How to do a distance sort over entities which each have multiple locations

Your product is simple-minded when it comes to distance searches.

We have organizations who have multiple locations each. When a user does a search, we MUST use the closest location for each org to that user. Your product only uses the last location in the list!!

Kimchy's response on Geo point distance with multiple locations in array - #2 by sakaraut is hopelessly naive. It is a very important use case. In fact, I would say it's the normal real-world use case.

I have tried several approaches in both Python space and ES space, but nothing works.

How do we search over the optimal (nearest) set of locations when each entity has multiple locations?

It would probably help if you could provide an example of what your data looks like and how it is mapped together with a detailed example of what you are looking to achieve. If you also can outline what you have tried so far and why that did not work that may also help clarify the problem and the requirements.

Which version of Elasticsearch are you using?

Thanks for the reply! Here's a better description.

In order to find the org nearest our user, we need to search over the set of locations comprised of each org's nearest location. If I have a potential org with offices 5 miles away, 25 miles away and 15 miles away, I should only be concerned about the one 5 miles away. distance_feature does not support that case. It only takes into account one location for each org, the one that is stored last in the index. If stored as I listed them above, this would be the 15-mile location.

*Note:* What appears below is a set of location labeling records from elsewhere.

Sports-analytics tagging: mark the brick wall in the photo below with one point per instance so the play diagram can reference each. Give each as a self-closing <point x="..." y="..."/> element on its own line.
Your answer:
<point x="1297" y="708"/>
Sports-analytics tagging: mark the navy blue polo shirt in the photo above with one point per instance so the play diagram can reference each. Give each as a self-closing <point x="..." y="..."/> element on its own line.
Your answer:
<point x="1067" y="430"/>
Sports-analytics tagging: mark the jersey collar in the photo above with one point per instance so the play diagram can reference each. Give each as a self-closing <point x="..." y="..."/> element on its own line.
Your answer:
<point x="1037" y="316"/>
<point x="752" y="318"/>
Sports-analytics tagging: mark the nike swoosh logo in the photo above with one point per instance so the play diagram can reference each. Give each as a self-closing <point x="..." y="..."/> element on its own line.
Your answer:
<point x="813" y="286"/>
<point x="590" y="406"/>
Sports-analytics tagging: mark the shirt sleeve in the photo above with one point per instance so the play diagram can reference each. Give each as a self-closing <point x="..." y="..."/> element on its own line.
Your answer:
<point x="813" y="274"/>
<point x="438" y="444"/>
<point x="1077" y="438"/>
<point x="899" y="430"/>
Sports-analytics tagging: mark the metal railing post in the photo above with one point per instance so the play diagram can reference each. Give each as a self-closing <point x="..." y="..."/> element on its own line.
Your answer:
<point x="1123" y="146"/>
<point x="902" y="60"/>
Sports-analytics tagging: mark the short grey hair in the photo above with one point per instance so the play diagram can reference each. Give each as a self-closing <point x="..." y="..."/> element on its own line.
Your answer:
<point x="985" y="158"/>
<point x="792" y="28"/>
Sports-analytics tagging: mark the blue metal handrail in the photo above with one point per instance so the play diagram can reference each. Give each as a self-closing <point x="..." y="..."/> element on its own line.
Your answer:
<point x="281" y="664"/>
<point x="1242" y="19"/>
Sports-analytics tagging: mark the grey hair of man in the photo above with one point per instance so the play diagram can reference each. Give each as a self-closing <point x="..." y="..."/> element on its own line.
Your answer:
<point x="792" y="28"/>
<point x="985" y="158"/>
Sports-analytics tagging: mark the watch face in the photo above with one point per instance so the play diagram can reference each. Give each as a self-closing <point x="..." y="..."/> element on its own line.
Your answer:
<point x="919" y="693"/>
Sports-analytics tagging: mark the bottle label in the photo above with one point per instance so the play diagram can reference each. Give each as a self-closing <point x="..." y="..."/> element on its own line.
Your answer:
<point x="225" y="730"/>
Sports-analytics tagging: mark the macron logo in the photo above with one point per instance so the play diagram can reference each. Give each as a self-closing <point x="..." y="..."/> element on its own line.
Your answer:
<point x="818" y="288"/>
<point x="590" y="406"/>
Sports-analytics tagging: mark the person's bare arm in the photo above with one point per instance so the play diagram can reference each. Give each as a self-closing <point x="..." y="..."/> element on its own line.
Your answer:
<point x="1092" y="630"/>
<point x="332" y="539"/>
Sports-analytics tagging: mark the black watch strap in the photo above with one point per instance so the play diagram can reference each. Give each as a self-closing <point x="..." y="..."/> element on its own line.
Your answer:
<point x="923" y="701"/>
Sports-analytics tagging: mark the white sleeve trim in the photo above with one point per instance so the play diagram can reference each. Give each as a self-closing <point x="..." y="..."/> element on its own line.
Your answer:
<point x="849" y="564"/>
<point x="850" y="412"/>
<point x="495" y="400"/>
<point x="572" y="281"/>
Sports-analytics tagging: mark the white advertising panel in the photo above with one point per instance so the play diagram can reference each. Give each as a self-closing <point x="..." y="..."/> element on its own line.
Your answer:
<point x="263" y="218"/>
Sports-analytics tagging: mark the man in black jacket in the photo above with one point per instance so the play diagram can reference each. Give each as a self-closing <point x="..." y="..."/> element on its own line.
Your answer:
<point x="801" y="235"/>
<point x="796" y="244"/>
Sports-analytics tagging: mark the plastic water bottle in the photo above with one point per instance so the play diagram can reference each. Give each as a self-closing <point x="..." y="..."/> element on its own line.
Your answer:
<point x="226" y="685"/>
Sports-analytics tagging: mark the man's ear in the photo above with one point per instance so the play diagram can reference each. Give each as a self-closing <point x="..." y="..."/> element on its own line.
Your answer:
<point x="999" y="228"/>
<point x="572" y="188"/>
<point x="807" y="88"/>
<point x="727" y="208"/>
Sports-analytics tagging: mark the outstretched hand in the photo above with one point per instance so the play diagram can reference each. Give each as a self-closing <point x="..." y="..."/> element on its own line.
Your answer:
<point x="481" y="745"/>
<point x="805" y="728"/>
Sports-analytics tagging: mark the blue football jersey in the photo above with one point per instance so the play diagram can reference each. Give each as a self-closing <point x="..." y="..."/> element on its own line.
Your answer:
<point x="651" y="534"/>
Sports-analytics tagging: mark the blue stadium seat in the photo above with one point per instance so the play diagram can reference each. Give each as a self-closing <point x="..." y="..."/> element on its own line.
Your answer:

Distance is dependent on each user’s location and on each org location, so we can never order the org location storage by distance. The distance will change for every user at runtime.

Put another way, if we have orgs stored in the order below with distances from a given user:

A: 5 mi, 25 mi, 15 mi
B: 10 mi
C: 2 mi, 30 mi
D: 14 mi, 16 mi, 11 mi

We should order them FOR THIS USER like this
C: 2, A: 5, B: 10, D: 11

With distance_feature query, we order them like this

B: 10, D: 11, A: 15, C: 30

And our front end finds the closest distance (we use a painless script to calculate each distance and send those out as results) for each provider, so we display them like this

B: 10, D: 11, A: 5, C: 2

Note that the documentation never addresses the case of having a list of geo_points for each item.

I have tried painless script_fields, but they cannot be used in the search query, only indexed fields can. Also, they cannot be used in another painless script, so I can't solve the problem piecewise.

I would try runtime_mapping, also called runtime_fields in some mentions, but unfortunately my management moved from ES to OS and it doesn't have that.

I have tried sorting in Python after the fact, but then that clobbers some of the other sorting we do inside the query.

Thanks for your time.

It sounds like you have one document per organisation and each document has a geo point field with an array of values. Is that correct?

One common approach when working with Elasticsearch is to index data multiple ways to optimise for different types of queries. Have you considered or tried indexing locations in a separate index? As each location would only be associated with one geo point it should sort just fine. If you need the full organisation document you could get that with 2 simple queries.

Another option may be to use a nested mapping as each document behind the scenes would have only one geo point. This would require you to use a nested query but could possibly solve the problem.

I do not use geo queries a lot, but someone else may know whether it could be solved in a different way - the post you linked to is after all over 12 years old and a lot has happened since.

Not exactly. We have multiple location documents per organization.

Each location has one geo point (we call it position).

In distance_feature, the field argument is just
"location.position"

I'd like that to mean "location[i*].position", where i* is the nearest location.
distance_feature silently and undocumentedly interprets that as location[-1].position

If I could chain painless scripts, I could find i* in one and then find
location[i*].position in the next.

The user initiates the query with her position (geo_point).

We want to find the closest org to the user.

Closest org really means closest org given the optimal (closest) location to this particular user.

We cannot do this at index time.

The user position is unknown until query time, so distance sorting HAS to happen in real time.

The nested mapping might work.

This is why I initially asked for a sample document and mappings. I have seen a lot of users simplify their use case and leave out important assumptions and constraints just to surface these when solutions are suggested that do not meet the requirements. Wastes a lot of time...

How many positions can a location have? How often are these added, deleted or updated? If this relates to something that is moving around, does each position have an expiry time?

Sorry.

An organization can have an arbitrary number of locations. In practice I've seen over 30. Some have just one, but most have 2-5.

The locations do not move around, the user does.

The position we are finding a distance against is the position of a user. That can be anywhere, and is unknown until run time.

So the organization.locations are not changing, but the distance from the user changes every time and is unknown. That's why I say it has to be solved in the query, not when we load the data into the index.

Also sorting after the fact in our Python DSL might break other sorting and filtering we do. So it really needs to be done by the search engine at query time.

Do you have one document per organisation and each organisation document has an array of locations (where each location has a single position)?

Yes. But the distance varies for each user at query time.

In that case I would either try nested mappings for locations or simply index each location as a separate document (with organisation data denormalised onto each location) in a separate index.

Thank you very much, Christian.

I still don't understand why separately indexing the Locations would make a difference.

I'm not sure, but it seems like the nesting might work.